Nous ne devons pas dissimuler les grandes difficultés de la tâche à accomplir. Mais si cet effort peut contribuer à la pacification du pays, alors le jeu en vaut la chandelle !
Que l’on me permette d’aborder une facette de ce dossier que l’histoire éclaire particulièrement bien.
Au XIXe siècle et tout au long d’une grande partie du XXe siècle, l’Afghanistan a été la proie de puissances alors mondiales : les Britanniques et les Russes, activant des alliés régionaux et des alliances autochtones, ont fait de l’Afghanistan une terre de conflits ouverte à toutes les ambitions guerrières, mais rétive à la conquête.
Situé au carrefour de l’Asie centrale, du sous-continent indien et du Moyen-Orient, l’Afghanistan a donc été, au cours de l’histoire, le point de passage de nombreuses invasions et, jusqu’à aujourd’hui encore, le théâtre de rivalités internationales. Tout cela a débouché, à la fin du XXe siècle, sur des guerres civiles, l’accession des talibans au pouvoir, une collusion tragique avec Al-Qaïda…
N’oublions pas le rôle joué alors par les voisins de l’Afghanistan, toujours prompts à tirer parti des difficultés de ce pays, jamais trop loin pour attiser les conflits. Il nous faudra, dans la période qui s’ouvre en 2012, prêter une extrême attention à l’attitude des pays riverains.

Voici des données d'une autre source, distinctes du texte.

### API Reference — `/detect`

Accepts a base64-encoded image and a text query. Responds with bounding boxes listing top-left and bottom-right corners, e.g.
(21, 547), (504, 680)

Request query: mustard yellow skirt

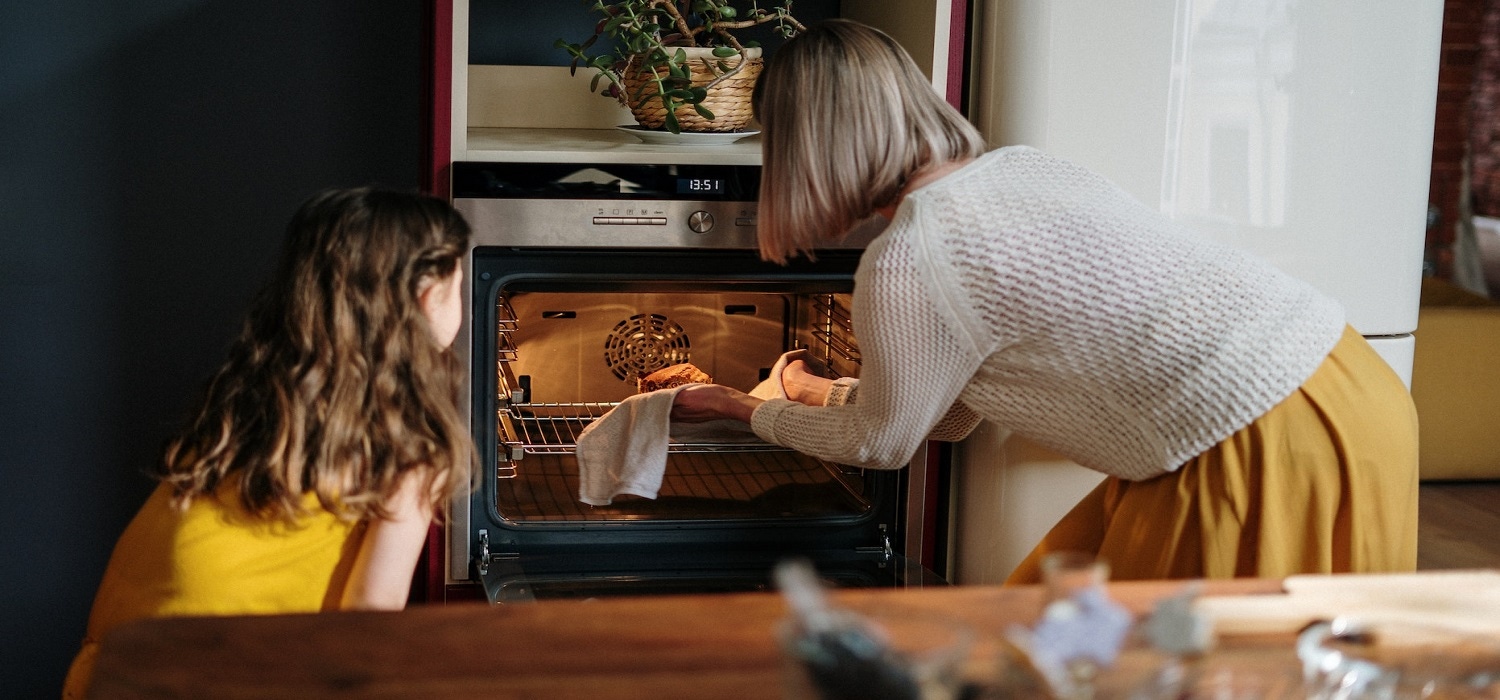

Le contexte sécuritaire régional nous inquiète. Dans le rapport que j’ai évoqué au début de mon intervention, il était indiqué que « la stabilisation et la paix en Afghanistan supposent une régionalisation qui implique politiquement, économiquement et diplomatiquement l’ensemble des voisins, et en particulier l’Inde, la Chine, le Pakistan et l’Iran ».
C’était vrai hier, c’est encore plus vrai aujourd’hui, d’abord parce que nous aurons besoin, nous Français, mais aussi tous les pays membres de la coalition présente en Afghanistan, de la participation, d’une manière ou d’une autre, des grands voisins pour effectuer un retrait ordonné et sécurisé, ensuite parce que l’avenir de ce pays, et aussi la tranquillité de sa population, dépendent en très grande partie du bon vouloir des États voisins. Il n’y aura pas de stabilité en Afghanistan sans une pleine implication de ses puissants voisins. Ne nous réfugions pas dans un déni diplomatique : sans ses bases arrière au Pakistan, le mouvement terroriste aurait été, depuis 2001, plus aisément combattu !
Au fil de notre engagement, nous avons été incités à raisonner, et parfois même à agir, à la suite des États-Unis, en termes de « zone AFPAK », c’est-à-dire Afghanistan-Pakistan. Cette extension objective du terrain de la lutte contre le terrorisme a produit aussi des effets négatifs sur le voisin pakistanais.
Il y a quelques années, le Pakistan était crédité d’une démocratie faible mais réelle, disposant des structures d’un véritable État et d’une armée structurée, puissante et solide. Aujourd’hui, on peut craindre un affaiblissement global et durable de cet État, qui – faut-il le rappeler ? – dispose de la force nucléaire.
L’antagonisme entre l’Inde et le Pakistan semble avoir diminué quelque peu. Toutefois, sans un règlement adéquat de la question du Cachemire, le conflit peut à nouveau éclater. Or notre rapport le disait déjà : « L’engagement total du Pakistan contre le terrorisme suppose une coopération avec l’Afghanistan et une baisse des tensions avec l’Inde. » Nous ne sommes pas encore au bout du processus.
Il est vrai qu’une clé de la question afghane se trouve au Pakistan.
L’Iran est un autre grand voisin de l’Afghanistan. Il semble établir avec Kaboul une relation apaisée et pragmatique, tout en gardant sur l’est de l’Afghanistan une influence certaine. J’en veux pour preuve le développement de leurs échanges économiques, leur intérêt pour la lutte contre le trafic de drogue et leur vigilance face au devenir de l’importante minorité chiite afghane. Cependant, étant donné les positions de Téhéran sur le dossier nucléaire militaire, son aptitude à participer à une concertation internationale sur l’Afghanistan se trouve amoindrie.